Poi ha aggiunto, con un fondo di nostalgia ma anche con la soddisfazione di aver lavorato bene non solo per la valorizzazione del Teatro come gioiello internazionale della lirica, sinfonica e balletto ma anche nel rispetto di tutti portando avanti riforme e accordi con i sindacati del teatro, di essere in pace con se stesso per questa fine di percorso: “Dopo aver lavorato all’Opera di Parigi e di Vienna, dopo aver lavorato con i più grandi maestri internazionali non ho alcun diritto di lamentarmi”.

Di fianco a lui, in assenza del primo cittadino di Milano, l’assessore alla Cultura del Comune Tommaso Sacchi, che ha avuto grandi parole di riconoscimento per il suo operato, il direttore del ballo Manuel Legris e il maestro musicale Riccardo Chailly, che ha commentato: “Sono stati anni importanti. Abbiamo di fronte una stagione importante e mi auguro che quello che può sembrare oggi un addio non sia così”.

Più che un addio, è sembrato che Meyer volesse condividere il grande sforzo e i risultati raggiunti in questi anni della sua gestione. Ha raccontato con passione, ma anche con i numeri alla mano che denotano la crescita in termini di pubblico, abbonamenti e sponsorizzazioni anche gli obiettivi conquistati in termini di qualità artistica.
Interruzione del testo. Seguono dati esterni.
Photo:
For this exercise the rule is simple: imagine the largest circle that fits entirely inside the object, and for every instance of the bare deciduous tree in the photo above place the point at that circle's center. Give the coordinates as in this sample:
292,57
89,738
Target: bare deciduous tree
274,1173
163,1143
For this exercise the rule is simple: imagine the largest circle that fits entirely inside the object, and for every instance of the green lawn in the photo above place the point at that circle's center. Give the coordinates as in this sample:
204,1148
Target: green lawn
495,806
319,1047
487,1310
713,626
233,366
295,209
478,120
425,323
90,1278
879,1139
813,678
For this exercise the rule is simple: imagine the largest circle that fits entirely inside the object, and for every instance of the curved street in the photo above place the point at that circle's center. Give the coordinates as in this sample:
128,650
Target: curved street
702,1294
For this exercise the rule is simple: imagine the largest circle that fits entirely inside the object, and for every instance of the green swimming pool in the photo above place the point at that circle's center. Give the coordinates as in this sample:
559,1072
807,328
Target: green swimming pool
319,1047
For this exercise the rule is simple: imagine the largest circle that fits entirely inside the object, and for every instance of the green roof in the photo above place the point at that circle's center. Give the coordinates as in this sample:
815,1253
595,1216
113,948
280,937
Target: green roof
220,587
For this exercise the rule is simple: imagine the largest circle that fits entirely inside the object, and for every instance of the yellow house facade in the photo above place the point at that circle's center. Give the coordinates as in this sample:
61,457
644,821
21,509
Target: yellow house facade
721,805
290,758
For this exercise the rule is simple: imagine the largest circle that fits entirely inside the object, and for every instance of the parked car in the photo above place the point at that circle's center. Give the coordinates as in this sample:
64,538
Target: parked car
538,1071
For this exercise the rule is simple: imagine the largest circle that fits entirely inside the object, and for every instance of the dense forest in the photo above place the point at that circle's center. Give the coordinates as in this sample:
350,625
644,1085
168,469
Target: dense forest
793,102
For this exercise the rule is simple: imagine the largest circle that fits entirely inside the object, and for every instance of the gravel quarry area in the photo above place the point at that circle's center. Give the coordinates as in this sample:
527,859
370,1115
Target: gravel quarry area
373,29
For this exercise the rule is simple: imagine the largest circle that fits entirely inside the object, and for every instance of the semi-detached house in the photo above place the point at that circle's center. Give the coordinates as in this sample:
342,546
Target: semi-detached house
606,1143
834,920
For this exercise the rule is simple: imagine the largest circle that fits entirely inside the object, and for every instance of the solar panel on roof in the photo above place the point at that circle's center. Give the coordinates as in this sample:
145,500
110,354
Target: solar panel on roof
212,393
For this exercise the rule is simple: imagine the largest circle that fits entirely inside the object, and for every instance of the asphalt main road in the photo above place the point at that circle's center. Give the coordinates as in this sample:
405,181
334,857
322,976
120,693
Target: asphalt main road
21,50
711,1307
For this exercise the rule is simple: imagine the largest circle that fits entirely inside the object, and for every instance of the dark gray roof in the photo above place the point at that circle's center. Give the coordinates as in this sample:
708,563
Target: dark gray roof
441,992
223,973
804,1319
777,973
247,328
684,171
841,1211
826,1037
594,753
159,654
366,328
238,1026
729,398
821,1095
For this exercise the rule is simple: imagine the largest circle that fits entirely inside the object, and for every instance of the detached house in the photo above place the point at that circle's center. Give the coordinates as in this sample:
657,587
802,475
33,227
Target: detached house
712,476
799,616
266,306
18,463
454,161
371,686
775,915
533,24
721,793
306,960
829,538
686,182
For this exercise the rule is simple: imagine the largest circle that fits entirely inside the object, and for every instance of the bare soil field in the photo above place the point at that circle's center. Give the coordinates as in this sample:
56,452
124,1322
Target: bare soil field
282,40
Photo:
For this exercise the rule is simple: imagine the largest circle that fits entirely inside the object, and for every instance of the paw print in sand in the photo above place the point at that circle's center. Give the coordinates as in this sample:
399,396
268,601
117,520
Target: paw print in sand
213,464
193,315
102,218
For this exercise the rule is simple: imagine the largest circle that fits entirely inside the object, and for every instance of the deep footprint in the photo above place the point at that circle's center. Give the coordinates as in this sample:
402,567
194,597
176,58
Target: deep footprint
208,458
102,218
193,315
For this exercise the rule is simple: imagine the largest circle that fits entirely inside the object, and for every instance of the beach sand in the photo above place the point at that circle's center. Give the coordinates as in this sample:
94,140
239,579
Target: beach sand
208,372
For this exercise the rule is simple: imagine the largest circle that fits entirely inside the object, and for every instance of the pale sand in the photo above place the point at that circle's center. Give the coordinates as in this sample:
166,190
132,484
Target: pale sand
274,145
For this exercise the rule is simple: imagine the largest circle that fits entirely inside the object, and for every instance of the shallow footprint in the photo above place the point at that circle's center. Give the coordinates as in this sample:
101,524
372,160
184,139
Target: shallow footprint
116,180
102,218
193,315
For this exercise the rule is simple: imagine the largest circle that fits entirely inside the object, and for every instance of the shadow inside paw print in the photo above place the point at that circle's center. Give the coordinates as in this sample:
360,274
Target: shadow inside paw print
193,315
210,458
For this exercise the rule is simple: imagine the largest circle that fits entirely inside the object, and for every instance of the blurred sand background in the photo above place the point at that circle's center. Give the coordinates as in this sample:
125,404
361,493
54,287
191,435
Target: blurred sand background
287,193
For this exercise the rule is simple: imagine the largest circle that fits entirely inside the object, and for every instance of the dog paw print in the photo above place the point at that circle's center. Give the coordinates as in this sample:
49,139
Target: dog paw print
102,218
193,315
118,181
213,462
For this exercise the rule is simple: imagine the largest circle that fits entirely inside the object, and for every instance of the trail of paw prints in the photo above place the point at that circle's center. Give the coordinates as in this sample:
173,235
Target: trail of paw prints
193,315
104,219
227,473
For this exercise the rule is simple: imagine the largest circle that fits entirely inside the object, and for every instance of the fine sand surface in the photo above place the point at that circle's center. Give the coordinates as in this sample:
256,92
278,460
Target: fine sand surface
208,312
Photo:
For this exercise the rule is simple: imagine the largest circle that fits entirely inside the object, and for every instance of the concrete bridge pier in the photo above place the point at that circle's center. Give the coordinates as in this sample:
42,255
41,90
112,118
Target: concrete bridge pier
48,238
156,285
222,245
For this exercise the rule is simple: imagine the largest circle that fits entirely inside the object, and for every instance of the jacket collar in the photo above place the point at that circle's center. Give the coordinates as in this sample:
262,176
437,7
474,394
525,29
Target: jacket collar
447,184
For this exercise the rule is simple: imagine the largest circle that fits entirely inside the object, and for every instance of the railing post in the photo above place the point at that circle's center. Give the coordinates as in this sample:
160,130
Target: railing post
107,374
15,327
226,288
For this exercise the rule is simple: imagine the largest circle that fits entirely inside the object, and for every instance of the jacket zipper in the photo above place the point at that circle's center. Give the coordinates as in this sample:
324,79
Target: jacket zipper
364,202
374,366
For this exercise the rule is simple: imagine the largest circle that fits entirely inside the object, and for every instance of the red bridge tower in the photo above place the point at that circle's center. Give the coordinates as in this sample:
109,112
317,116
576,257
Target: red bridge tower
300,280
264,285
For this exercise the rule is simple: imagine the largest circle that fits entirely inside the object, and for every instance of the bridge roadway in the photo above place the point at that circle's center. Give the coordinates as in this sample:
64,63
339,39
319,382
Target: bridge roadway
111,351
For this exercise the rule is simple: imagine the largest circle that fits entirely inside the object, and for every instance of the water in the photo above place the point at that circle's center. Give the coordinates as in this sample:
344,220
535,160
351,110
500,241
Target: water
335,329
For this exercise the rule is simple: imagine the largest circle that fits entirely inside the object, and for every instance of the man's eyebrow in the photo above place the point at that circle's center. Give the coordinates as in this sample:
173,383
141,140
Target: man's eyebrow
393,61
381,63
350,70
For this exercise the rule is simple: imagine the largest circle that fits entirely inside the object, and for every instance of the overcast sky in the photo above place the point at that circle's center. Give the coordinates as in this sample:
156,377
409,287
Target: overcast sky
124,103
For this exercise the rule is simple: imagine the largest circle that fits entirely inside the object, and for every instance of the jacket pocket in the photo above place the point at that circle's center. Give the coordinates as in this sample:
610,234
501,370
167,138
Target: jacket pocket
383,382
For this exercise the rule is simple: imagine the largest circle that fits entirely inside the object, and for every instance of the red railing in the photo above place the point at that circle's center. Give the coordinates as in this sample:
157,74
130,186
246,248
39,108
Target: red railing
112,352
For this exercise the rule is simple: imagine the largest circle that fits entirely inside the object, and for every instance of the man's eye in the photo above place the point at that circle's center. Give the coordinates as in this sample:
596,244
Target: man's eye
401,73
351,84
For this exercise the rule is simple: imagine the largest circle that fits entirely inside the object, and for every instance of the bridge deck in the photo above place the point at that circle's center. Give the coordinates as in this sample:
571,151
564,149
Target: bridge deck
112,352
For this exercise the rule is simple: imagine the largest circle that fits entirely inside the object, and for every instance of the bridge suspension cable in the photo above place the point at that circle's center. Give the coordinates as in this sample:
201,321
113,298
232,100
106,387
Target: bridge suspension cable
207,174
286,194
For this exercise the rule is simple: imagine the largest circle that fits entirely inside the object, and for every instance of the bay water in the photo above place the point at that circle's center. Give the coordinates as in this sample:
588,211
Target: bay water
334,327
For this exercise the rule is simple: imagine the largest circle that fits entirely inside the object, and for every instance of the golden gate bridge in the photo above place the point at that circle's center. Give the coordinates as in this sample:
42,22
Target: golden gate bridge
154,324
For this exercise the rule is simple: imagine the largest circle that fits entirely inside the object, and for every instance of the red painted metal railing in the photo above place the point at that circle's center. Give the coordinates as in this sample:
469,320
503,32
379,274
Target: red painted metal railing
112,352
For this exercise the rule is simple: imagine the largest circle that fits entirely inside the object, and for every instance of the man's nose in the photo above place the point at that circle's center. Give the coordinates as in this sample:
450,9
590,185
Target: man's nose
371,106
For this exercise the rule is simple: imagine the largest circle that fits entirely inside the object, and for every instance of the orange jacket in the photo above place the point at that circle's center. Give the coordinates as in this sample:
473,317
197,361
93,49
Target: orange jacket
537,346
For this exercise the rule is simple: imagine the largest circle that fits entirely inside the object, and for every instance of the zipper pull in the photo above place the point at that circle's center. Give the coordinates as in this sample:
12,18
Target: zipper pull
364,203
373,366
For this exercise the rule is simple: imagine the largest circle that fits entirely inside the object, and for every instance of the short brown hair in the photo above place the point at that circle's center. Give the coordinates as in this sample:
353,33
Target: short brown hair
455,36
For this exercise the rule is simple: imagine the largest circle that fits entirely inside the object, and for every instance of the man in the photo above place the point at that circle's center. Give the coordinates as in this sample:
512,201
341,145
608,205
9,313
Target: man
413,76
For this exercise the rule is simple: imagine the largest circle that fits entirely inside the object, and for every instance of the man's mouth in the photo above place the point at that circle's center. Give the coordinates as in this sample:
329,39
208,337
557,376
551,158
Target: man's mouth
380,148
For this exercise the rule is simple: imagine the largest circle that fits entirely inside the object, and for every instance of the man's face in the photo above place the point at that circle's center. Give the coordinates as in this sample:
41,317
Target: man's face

E la sensibile incentivazione degli spettatori under 35. Ma prima di tutto ha sottolineato l’aspetto economico: “Lascio un teatro in ordine preparato ad accogliere le sfide del futuro”.

I lunghi applausi da parte di tutta la sala affollata, fra cui quelli della senatrice Liliana Segre in prima fila (anche lei applaudita al suo ingresso), hanno spezzato il suo racconto in qualcosa di più emozionale, un riconoscimento sentito al saluto di chi ha vissuto praticamente in teatro affrontando ogni difficoltà. “Ho lavorato tantissimo, ore e ore in questo teatro. Quelle poche volte che andavo via alle sette di sera mi sentivo come un bimbo che fa ciò che non deve di nascosto. Ma ci sono momenti che ripagano in mezz’ora tutto l’impegno. Come sedersi ad ascoltare il coro del Requiem di Verdi (il recente concerto alla Basilica di San Marco di Milano, ndr)”.

Accetterà la proroga di qualche mese che gli è stata proposta? “Non lo so ancora. Dipende anche da altri incarichi che potrebbero arrivarmi nel frattempo da parte di altre istituzioni”, spiega a margine della conferenza. E sulla questione della scelta condivisa dal ministro di un sovrintendente italiano per ritornare a un’identità culturale specifica? “Ho fatto tantissimo anche in questo senso, basti pensare al repertorio della musica barocca italiana”, risponde.

Cosa conta di più in un ruolo di sovrintendente? “Tre cose: la conoscenza della parte artistica, fondamentale, poi la capacità di legarla ad altri aspetti essenziali per la vitalità economica del Teatro, infine la capacità di gestire tanti comparti con centinaia di persone che ci lavorano, ciascuno con esigenze diverse”, rivela. Di fatto la Scala è un teatro con un bilancio in attivo, un dato non scontato nell’ambito delle Fondazioni lirico-sinfoniche. Insomma, un Teatro florido che garantisce sempre una presenza in sala superiore al 90%.

Meyer non ha dimenticato di fare un cenno importante anche al balletto, di solito la “Cenerentola” dei programmi delle Fondazioni: “Amo il balletto e con Legris ho assistito a una crescita incredibile del corpo di ballo. Qualsiasi elemento ora è meraviglioso e in grado di creare una coesione poeticamente perfetta con tutti gli altri. Potrebbero essere tutti solisti. Il pubblico lo ha potuto vedere nella recente Bayadère”.

Dominique Meyer lascerà un teatro che gode di ottima salute. Gli sarebbe piaciuto rimanere per proseguire e magari dare più energia alla parte artistica. Ma “un ministro lo ha mandato in pensione”. Quella palpabile energia di apprezzamento da parte di tutti nell’applauso interminabile al suo operato, come accade al termine delle prime della stagione da parte del pubblico, vale più di tutto il resto.